By J. DeVoy
Most readers are familiar with this Florida woman, who called 911 three times to protest her local McDonald’s running out of chicken nuggets. (Can I say McNuggets and claim fair use? I think nuggets is the proper term, since other fast food eateries call their deep-friend chicken blobs things like tenders, strips, and, blandly, nuggets.)
Ohio, the wonderful state where 10% of the population was on food stamps even before the current recession, is not to be outdone by perennial loser-state Florida. From the Toledo Blade:
A Toledo woman, who allegedly put her fist through a fast-food drive-through window after being told her order couldn’t be filled, appeared in court Saturday on a felony vandalism charge […] Melodi Dushane, 24, of 1332 Felt St. became “upset that chicken nuggets weren’t available” and “punched out the drive-through window,” according to Toledo police.

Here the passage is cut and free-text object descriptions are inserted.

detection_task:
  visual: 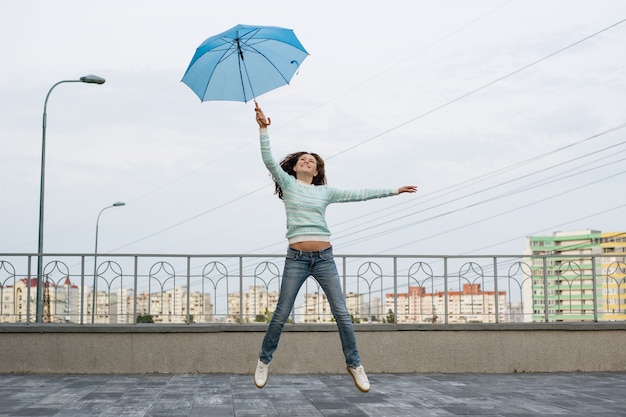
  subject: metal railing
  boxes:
[1,253,625,324]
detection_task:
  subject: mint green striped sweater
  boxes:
[260,128,398,242]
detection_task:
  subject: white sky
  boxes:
[1,0,625,257]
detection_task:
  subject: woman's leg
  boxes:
[312,247,361,368]
[259,248,309,364]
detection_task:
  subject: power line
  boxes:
[341,163,626,250]
[111,184,270,252]
[112,17,626,253]
[330,127,626,238]
[327,18,626,160]
[280,0,515,129]
[235,19,626,254]
[372,169,626,253]
[463,204,626,254]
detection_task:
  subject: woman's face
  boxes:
[294,153,318,177]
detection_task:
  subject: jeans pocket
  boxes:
[286,251,300,261]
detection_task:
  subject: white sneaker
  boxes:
[254,359,269,389]
[347,365,370,393]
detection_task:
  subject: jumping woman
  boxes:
[253,103,417,392]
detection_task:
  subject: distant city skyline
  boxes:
[3,229,623,324]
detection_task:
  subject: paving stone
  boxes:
[0,372,624,416]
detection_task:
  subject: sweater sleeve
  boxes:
[260,128,291,187]
[328,186,398,203]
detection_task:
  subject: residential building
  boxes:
[298,291,369,323]
[227,285,280,323]
[386,283,508,323]
[134,286,213,323]
[0,278,213,324]
[523,229,626,322]
[1,277,81,323]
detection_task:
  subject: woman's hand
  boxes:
[398,185,417,194]
[255,102,271,128]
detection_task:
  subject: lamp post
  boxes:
[36,74,106,323]
[92,202,125,323]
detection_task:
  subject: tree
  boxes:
[255,308,273,323]
[254,309,291,323]
[136,314,154,323]
[386,309,395,324]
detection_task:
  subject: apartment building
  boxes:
[227,285,280,323]
[133,286,213,323]
[298,292,365,323]
[386,283,508,324]
[0,278,213,324]
[227,286,372,324]
[523,229,626,322]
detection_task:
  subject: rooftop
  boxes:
[1,371,624,416]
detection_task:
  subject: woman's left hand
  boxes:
[398,185,417,194]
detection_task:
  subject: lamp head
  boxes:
[80,74,106,84]
[112,202,125,207]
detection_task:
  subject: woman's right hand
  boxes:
[255,102,271,128]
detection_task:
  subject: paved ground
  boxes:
[0,372,625,416]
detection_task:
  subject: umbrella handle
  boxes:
[255,101,271,127]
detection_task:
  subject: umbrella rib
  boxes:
[237,51,255,102]
[240,41,293,85]
[235,35,258,102]
[201,41,244,101]
[237,28,304,86]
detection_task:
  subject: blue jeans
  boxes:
[259,246,361,367]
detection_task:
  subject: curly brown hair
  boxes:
[273,152,326,199]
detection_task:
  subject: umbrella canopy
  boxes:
[182,24,309,103]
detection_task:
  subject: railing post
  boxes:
[443,257,449,324]
[543,256,549,323]
[393,256,398,325]
[342,256,347,297]
[80,256,85,325]
[186,256,191,325]
[591,256,598,322]
[133,256,138,324]
[493,257,499,323]
[26,256,32,324]
[239,256,243,324]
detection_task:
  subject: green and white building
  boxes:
[523,229,626,322]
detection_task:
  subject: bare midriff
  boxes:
[289,241,332,252]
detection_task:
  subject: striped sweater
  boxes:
[260,128,398,242]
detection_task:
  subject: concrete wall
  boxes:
[1,323,625,374]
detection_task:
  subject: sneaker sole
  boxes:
[346,367,370,393]
[254,372,267,389]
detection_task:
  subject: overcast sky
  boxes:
[1,0,625,258]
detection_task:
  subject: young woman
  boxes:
[253,103,417,392]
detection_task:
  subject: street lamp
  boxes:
[92,202,125,323]
[36,74,106,323]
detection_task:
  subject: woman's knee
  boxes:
[270,304,292,323]
[333,308,352,323]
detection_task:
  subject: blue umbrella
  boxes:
[182,24,309,103]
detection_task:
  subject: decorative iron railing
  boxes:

[Ed.’s note: what a badass name for a publication, the Blade.] It’s hard to find fault, ideologically at least, with what this woman did. In this era of shrinking local budgets and declining services, one cannot afford to sit around waiting for law enforcement to commandeer McDonald’s and make more nuggets. Unlike those fat cats in Florida who can call their local police officers three times to correct such a grave injustice, Ms. Dushane realized she had to emulate Michael Douglas in Falling Down and get those nuggets the only way she knew how – brute force.
This obsession with chicken nuggets is baffling. In this writer’s experience, they’re too gross and rubbery to be worth much effort to obtain, let alone a criminal record. But, different strokes for different folks.
Striking fear into the hearts of McDonald’s employees everywhere, the alleged assailant was released on a supervised recognizance bond. Though ordered to stay away from the restaurant at issue, she won’t have to travel far to find another.